Since its introduction to the United States is 2011, boxwood blight has been found in 26 states. Its affects have been seen from the Mid-Atlantic to the west coast in varying degrees. One of the biggest contributing factors to the prevalence and spread of this disease is climate. Boxwood blight requires specific environmental conditions which vary year to year. This fungal disease spreads by spores that move by water splashing, physical contact, or on debris. Infections occur during humid, warm periods, and can spread quickly when conditions are ideal.
A field of boxwood affected by Boxwood Blight
The map above shows states with reported cases of Boxwood Blight by year.
As many growers recall, 2018 was a devastating year, especially in the Mid-Atlantic. With record breaking rainfall and extended periods of warm, wet weather, many growers, landscapers, and homeowners saw more cases of the disease than previous years. Mary Ann Hansen, who oversees the Virginia Tech Plant Disease Clinic reflects, “In 2018 when we had so much rain across the state, the VT Plant Disease Clinic received 188 boxwood samples that were positive for boxwood blight. This amounted to over 11% of our sample total.”
Characteristic symptoms of Boxwood Bight include dark streaking on the branches, leaf spots, and defoliation.
In Piney River, VA we saw over 90 inches of rain throughout the year, compared to the annual average of about 45 inches. Reports of flooding and extended rain events throughout the spring, summer, and fall were followed by reports of infection.

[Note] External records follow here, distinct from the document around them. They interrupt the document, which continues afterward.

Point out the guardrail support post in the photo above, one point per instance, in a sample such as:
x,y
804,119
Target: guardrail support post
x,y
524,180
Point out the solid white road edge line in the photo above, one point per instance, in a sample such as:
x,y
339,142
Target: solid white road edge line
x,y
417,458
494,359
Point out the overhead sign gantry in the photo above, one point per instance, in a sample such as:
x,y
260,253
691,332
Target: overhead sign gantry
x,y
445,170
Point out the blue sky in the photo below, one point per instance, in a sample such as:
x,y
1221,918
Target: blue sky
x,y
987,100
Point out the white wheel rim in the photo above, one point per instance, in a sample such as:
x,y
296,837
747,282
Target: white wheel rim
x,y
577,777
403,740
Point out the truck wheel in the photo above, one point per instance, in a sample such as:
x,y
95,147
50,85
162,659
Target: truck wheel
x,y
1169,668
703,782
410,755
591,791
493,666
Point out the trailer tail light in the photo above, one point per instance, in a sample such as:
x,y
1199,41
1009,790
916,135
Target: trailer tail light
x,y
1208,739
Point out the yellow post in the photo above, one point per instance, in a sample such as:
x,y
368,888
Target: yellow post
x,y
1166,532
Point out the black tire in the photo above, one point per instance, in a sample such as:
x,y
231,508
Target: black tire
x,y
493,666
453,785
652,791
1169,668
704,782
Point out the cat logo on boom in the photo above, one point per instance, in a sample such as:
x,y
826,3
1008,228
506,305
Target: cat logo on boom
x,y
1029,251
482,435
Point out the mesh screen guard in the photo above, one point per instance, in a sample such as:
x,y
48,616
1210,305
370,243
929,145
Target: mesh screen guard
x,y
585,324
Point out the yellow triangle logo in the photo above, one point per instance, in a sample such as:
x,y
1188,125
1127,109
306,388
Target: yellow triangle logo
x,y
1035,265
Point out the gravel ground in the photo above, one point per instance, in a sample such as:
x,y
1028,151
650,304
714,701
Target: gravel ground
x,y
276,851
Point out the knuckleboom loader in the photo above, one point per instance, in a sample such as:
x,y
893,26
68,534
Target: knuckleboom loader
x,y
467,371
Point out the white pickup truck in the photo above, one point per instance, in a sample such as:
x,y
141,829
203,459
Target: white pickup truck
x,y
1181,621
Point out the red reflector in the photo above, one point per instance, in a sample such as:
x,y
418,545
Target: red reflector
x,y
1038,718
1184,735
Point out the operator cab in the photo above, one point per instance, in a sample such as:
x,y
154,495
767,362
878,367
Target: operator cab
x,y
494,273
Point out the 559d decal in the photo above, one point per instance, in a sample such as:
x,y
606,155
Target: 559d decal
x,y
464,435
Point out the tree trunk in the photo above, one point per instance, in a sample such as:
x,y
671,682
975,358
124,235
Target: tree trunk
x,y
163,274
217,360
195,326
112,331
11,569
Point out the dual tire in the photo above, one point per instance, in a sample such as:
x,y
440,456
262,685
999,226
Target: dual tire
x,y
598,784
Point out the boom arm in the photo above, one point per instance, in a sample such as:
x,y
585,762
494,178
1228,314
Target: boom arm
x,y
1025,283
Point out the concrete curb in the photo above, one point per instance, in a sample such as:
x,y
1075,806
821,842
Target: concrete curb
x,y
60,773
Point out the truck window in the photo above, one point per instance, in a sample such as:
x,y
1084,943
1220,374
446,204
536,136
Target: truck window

Bennett Saunders next to the Tye River at record high levels in September 2018 after another heavy rain storm.
Juxtaposed to the previous year, 2019 has been uncharacteristically dry, leading to fewer cases. Mary Ann from Virginia Tech reports, “In 2019, we only received 44 boxwood samples that were positive for boxwood blight, and this amounted to less than 3% of our total samples. The number of samples received by the Clinic doesn't necessarily represent the amount or severity of the disease across the state, but in this case, I think it probably did. The weather in 2018, especially in the fall, when boxwood blight tends to be a problem, was very conducive to boxwood blight, whereas the long drought and high temperatures in many areas of the state in 2019 were not conducive to boxwood blight. The fungal pathogen, Calonectria pseudonaviculata, does best at moderate temperatures with extended periods of leaf wetness.”